The news that Pope Francis has “unblocked” the canonization of Archbishop Óscar A. Romero has been analyzed by numerous commentators. Here is what some leading voices are saying.
Pat Marrin, of the National Catholic Reporter, described the overall significance of the news:
[U]nder a new pope, the shocking nature of Romero’s death and the stunning implications of his example have made his canonization even more relevant for the universal church. What the bishops at Medellín 45 years ago called the “institutionalized violence” of poverty remains the fate of billions of people in the world, and this continues to pose the question Francis is now echoing: “Does the church walk with the poor?”
Bill Blair, of the Republican American, echoed the sentiment that canonizing Romero would fit with Pope Francis’ apparent objectives.
[T]his newly minted Latin American pope would do well on many levels to shepherd the archbishop’s path to beatification and eventual sainthood. On a personal level, Francis would benefit from his advocacy of Romero because it would help to silence those critics who have claimed Francis remained publicly silent during Argentina’s “dirty war” from 1976 to 1983.
Jorge Costadoat, S.J., acknowledged the conflicting motives behind “blocking” and “unblocking” the canonization cause.
Archbishop Romero has been the most controversial figure in the Latin American Church. Perhaps having “blocked” the progress of the Romero process has been a well-intentioned act. Why not? Prudence could have urged previous Popes, or some Vatican prefect, that to exalt the figure of this martyr would have caused major upheavals between the Church and Latin American governments, and within the Church. What does Pope Francis seek to gain by rehabilitating a divisive man? To unblock the Romero cause is a divisive act. As blocking it has been. We have to believe in either case, there has been no ill will. Nobody forces us to think ill. But we should recognize that conflict is a historical reality. And, ultimately, what matters is who you are with, and what you fight against.
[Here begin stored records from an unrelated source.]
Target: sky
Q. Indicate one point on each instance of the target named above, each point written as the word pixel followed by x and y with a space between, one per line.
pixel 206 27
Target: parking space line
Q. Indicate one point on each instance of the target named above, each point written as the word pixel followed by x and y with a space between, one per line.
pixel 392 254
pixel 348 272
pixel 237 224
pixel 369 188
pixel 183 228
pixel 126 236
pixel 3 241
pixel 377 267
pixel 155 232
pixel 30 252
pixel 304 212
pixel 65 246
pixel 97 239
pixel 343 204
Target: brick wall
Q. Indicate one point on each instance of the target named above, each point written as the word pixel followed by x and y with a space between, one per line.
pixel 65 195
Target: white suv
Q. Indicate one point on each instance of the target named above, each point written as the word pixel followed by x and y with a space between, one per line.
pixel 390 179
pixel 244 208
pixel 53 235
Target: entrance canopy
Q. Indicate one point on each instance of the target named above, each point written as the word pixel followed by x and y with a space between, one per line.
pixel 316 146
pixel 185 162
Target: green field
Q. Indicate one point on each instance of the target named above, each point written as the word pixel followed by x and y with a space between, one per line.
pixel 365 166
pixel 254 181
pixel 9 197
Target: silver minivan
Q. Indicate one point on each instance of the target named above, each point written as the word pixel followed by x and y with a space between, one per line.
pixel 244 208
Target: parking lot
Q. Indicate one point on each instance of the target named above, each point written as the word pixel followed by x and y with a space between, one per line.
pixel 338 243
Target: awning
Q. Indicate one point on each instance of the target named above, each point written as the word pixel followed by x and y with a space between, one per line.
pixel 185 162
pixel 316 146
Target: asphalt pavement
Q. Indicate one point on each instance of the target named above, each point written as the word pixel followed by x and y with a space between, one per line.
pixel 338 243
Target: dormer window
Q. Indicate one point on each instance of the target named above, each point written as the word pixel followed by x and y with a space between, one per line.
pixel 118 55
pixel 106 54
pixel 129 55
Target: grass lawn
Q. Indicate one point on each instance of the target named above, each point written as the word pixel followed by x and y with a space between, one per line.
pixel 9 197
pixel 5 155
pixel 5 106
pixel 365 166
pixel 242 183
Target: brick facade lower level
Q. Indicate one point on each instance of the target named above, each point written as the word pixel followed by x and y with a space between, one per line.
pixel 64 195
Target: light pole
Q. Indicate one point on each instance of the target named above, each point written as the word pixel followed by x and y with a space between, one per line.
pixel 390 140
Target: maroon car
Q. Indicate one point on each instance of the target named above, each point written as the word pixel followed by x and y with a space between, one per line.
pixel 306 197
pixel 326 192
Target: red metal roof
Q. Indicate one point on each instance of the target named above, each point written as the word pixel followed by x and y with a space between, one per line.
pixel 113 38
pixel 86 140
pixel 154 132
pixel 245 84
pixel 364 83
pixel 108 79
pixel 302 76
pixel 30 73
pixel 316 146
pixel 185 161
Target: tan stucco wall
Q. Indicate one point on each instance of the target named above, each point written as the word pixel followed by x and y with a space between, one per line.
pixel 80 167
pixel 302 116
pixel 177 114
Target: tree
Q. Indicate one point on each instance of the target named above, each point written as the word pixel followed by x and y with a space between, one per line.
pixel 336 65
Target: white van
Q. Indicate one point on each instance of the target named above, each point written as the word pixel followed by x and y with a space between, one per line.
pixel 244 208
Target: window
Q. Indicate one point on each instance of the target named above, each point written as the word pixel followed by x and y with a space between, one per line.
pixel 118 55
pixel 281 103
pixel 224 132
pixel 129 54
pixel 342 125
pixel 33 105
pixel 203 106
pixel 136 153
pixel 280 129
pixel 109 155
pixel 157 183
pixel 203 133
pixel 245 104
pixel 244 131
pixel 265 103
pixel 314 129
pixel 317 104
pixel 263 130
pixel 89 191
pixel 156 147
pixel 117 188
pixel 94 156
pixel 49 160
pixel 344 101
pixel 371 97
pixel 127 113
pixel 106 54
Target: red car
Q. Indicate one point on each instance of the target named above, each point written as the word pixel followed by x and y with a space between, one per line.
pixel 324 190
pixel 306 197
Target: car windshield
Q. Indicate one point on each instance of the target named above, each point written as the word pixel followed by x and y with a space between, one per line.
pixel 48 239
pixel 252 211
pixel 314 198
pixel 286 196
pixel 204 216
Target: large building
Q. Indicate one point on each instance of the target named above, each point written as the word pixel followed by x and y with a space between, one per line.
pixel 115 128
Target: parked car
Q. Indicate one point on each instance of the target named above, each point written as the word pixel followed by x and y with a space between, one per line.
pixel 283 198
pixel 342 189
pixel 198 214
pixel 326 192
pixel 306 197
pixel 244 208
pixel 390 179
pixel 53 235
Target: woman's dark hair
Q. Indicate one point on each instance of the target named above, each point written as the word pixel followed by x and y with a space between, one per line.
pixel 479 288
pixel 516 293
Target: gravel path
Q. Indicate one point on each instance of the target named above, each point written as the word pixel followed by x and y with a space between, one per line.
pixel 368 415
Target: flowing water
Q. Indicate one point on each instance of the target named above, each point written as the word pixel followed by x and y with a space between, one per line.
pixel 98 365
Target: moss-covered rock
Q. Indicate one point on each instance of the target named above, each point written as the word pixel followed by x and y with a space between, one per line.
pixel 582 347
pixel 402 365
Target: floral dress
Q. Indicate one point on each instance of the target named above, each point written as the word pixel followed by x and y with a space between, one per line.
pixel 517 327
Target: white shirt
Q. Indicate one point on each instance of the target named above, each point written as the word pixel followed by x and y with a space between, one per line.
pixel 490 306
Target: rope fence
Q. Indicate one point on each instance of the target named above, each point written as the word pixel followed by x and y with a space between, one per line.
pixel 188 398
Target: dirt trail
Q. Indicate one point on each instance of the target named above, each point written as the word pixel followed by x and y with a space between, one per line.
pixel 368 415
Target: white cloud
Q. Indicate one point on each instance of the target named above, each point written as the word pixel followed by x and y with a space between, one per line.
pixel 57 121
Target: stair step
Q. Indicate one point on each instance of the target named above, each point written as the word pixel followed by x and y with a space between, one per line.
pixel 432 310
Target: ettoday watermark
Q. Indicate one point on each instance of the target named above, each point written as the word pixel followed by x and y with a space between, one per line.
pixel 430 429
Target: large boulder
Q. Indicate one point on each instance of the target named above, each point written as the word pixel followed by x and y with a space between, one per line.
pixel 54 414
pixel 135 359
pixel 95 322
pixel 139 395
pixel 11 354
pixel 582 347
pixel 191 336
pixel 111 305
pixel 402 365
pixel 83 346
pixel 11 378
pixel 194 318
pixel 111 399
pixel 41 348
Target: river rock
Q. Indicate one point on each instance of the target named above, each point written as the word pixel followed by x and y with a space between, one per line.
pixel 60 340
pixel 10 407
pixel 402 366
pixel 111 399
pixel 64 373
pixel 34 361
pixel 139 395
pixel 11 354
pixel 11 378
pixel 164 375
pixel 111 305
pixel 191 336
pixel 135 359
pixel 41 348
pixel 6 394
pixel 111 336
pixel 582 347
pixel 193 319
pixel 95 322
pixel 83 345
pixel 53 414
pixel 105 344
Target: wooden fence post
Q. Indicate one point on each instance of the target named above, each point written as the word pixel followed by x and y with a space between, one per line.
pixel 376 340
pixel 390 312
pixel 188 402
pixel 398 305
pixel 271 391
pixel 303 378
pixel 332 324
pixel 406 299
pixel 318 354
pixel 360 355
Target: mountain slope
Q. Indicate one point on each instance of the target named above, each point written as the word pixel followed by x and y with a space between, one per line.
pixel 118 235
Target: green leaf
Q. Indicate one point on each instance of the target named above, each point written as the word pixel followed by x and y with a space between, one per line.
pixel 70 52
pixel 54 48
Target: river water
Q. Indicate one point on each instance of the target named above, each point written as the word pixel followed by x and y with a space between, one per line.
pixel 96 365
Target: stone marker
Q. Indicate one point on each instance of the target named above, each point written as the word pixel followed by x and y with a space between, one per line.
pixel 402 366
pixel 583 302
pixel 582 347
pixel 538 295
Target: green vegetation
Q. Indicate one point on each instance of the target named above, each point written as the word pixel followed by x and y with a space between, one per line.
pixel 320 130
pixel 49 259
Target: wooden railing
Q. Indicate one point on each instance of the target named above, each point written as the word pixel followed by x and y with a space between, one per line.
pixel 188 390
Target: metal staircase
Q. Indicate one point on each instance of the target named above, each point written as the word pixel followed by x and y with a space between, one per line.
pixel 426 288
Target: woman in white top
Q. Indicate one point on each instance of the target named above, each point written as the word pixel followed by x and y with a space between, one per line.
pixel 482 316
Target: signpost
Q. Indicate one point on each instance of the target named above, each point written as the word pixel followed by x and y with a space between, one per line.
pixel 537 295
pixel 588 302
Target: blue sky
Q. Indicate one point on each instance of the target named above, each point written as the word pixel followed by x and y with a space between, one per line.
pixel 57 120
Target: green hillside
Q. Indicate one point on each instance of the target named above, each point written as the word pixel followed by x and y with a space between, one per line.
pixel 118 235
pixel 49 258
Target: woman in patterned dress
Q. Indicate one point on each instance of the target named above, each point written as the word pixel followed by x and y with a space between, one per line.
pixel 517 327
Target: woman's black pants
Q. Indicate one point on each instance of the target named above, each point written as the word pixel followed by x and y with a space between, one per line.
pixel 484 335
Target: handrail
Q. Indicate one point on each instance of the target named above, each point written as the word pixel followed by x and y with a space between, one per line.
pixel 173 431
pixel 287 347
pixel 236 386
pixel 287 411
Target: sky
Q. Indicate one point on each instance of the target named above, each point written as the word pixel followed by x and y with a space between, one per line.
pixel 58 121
The activist priest Plazido Erdozain focused on perceived intrigues within the Church.
Ever since they named this pope, there have been some signs of positive change, but I have always believed that actions speak louder than words. Well, to reopen the Romero process is an important signal. It had been blocked, even though the Salvadoran Church has sought to revise his life in order to make it palatable to the Vatican. The Salvadoran Church put Msgr. Delgado (Jesus Delgado) in charge of his canonization cause. He is convinced that we, the Christian base communities, are the enemies of Archbishop Romero. Personally, I do not care whether or not canonize him. A [popular song] says the way to make Monseñor a saint is by following his path. I don’t very much like the idea of making saints in order to file them away, but it is a good sign of change ... It is a break with the scheme they had with the two previous popes, and in even the Salvadoran Church, because, they promoted making him a saint, but all they have written about Archbishop Romero is just to spiritualize him; but not in the true sense—imbuing him with the spirit of Christ—but relegating him to a spiritualist.
Julian Filochowski, of the Romero Trust in the UK, sought to reconcile the opposing views.
[Romero] was absolutely orthodox and absolutely radical ... Romero was a deeply spiritual man with a rich life of prayer. His example for us is the beautiful and transparent synthesis he achieved, by living and witnessing to the faith and promoting peace with justice.
Jon Sobrino, S.J., of the Central American University in San Salvador, hoped the canonization would harmonize the contradictions, rather than impose the official view.
We do not know what will be written in the Vatican decrees for beatification and canonization. We would like it if, in addition to Rome’s universal gloss, the decree also includes the important things about Monseñor that we see from here. Hopefully, it will present Archbishop Romero, the traditional saint and the Salvadoran saint, as we have tried to describe him.
Columnist David Gibson proposed one way to diffuse the apparent tensions.
Pairing the canonizations of John Paul and Romero is a scenario that would raise eyebrows, but the idea is not unprecedented in the politics of saint-making. Pairing the canonizations of the patron saint of liberation theology with the pope who tried to suppress it would be unconventional—but perhaps not for Francis, who already has proven himself to be the most unconventional of popes with a set of priorities all his own.
We will continue to monitor this discussion, but, at this juncture, the commentary suggests that the disagreement about whether or not to canonize Archbishop Romero has as much to do with internecine Church debates, as with Archbishop Romero himself.